In general elections, the super-voters and even the sometimes voter have the the all-important party cue telling them which candidates to vote for. Endorsements are notably important in primary elections, where that cue isn’t there.

Think of Joe Biden’s primary win in Minnesota in 2020. “We won because of Amy Klobuchar,” he said the day after the primary victory, and he was probably right. Klobuchar had been campaigning hard in her home state before she dropped out just before the primary. Her supporters already planned to vote: They knew where to go and what to do. Her endorsement told them they should still go to the polls, but vote for Biden instead, and it probably worked.

One other thing: If you aren’t on (or at least near) the ballot, your endorsement won’t increase your candidate’s votes, regardless of how many hit albums you have. That’s because affecting elections means affecting turnout, and that means going door-to-door, talking directly to voters, helping them to get to the polling places.

This view of endorsements, then, may bring up an important question about one of the oddest sets of endorsements in the 2022 election: Why on earth would a bunch of retired Republican politicians bother to endorse Democrat Josh Shapiro in the governor’s race?

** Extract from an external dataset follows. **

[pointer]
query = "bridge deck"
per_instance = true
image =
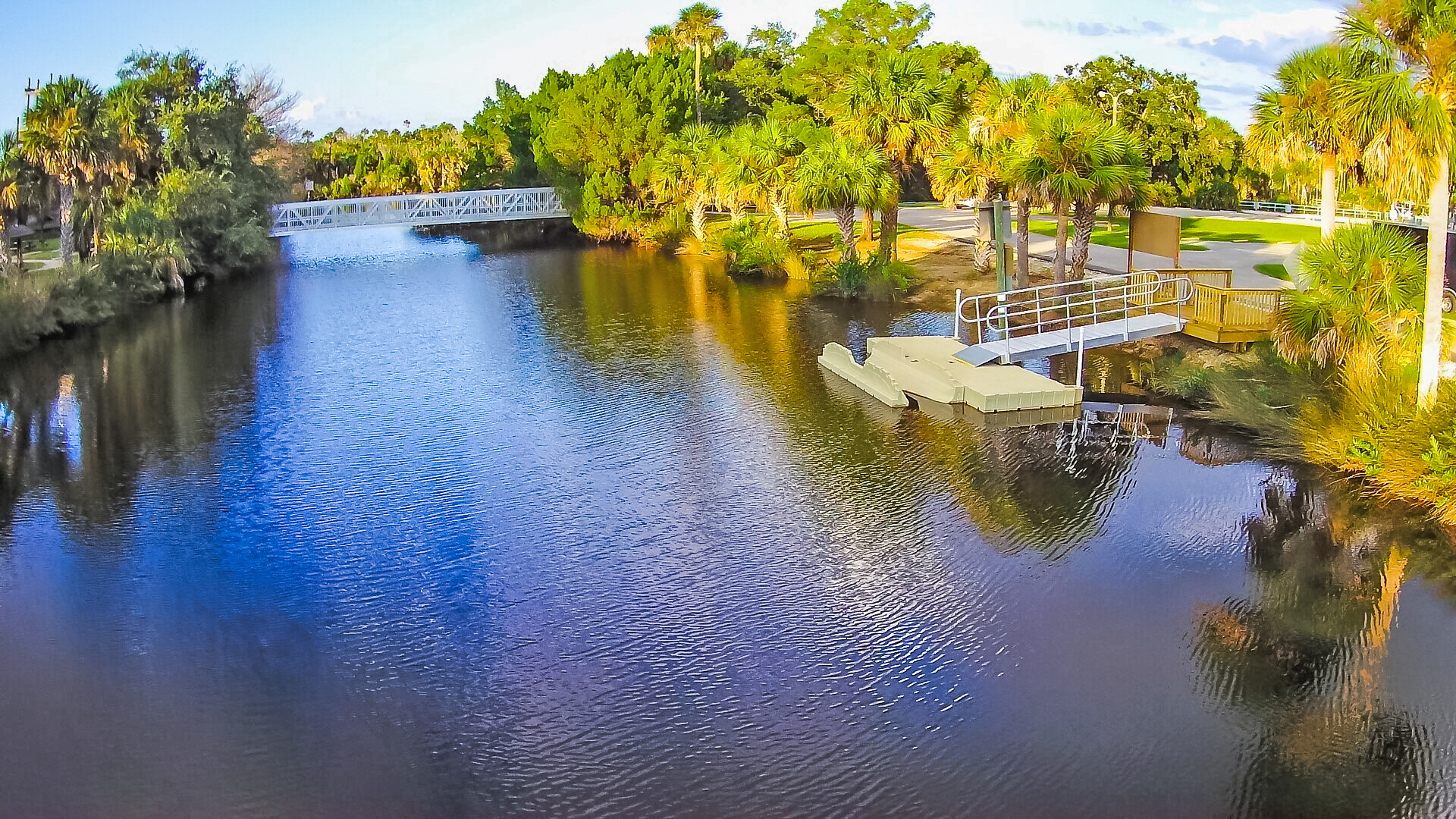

There are precisely zero voters who had planned to cast a ballot for Doug Mastriano but will now go to Shapiro when they hear about the endorsement.

Rather, the Shapiro endorsement could increase the rewards for GOP swing voters. Casting a ballot for a candidate you dislike is hardly rewarding. Better to stay home than have to vote for a disliked Republican or worse, a Democrat. This is a problem for other PA GOP candidates, because if Mastriano deters GOP voters from voting, they lose votes they would have gotten if the voters went to the polls.

The GOP Shapiro endorsement is not about the decision of whether to vote for Shapiro instead of Mastriano. It is about the decision of whether to vote. “Voting is still rewarding,” the endorsement says to anti-Mastriano GOP voters. “We will still get the benefits of voting for the rest of the GOP team, and you can, too.”

Kristin Kanthak is associate professor of political science at the University of Pittsburgh.